[Boulth]

I've read the new policy. Are they really disabling all server logs? Maybe that's just me but that seems a bit extreme.

[typomatic]

GDPR is a bit extreme. This isn't an observation on the goodness of it, simply that it requires extreme measures (relative to the status quo) for compliance.

[stoolpigeon]

If it's extreme it's because the status quo swung so far away from anything reasonable in terms of what people can expect.

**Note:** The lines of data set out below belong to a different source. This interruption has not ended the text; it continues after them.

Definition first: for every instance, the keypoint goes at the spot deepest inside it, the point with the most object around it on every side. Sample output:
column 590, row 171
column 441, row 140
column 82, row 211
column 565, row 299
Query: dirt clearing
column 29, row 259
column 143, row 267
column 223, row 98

What can be kept for legitimate business interests, security, etc. is quite extensive. Really the key is being transparent about it and making sure that people have the ability to know what is being kept and why.

[beberlei]

that is not true being that extreme.

as per GDPR 6(1) grounds for processing can be (b) performance of contract, (c) compliance with legal obligations (d) vital interests of data subject - which can all cover logging ip addresses and user agents for network security reasons (for a short amount of time) to protect the user, which log files are often used for. (IANAL)

[jiveturkey]

yup. lots and LOTS of misunderstanding about GDPR out there. there are plenty of “escapes” for stuff like this. you just have to be mindful, and do things deliberately, which is a good thing. bigger companies will want formal review processes as CYA.

[CosmicSteve]

Hi Boulth,

We chose to disable all server logs because we feel that it's the right thing to do.

We felt that our website should reflect the same mantra that we carry along with our products: we don't want your data.

We do not wish to track you. We wholeheartedly believe that our users have a right to a strong degree of digital privacy.

GDPR increases that, but we wanted to go a step beyond for this digital security component of our site.

[Cenk]

Yes, why not just disable IP logging?

[TylerE]

Because a browser User-Agent string is almost unique.

[craftyguy]

Not just user-agents, but the browser 'fingerprint'.. which includes how the thing is configured (along with user-agent).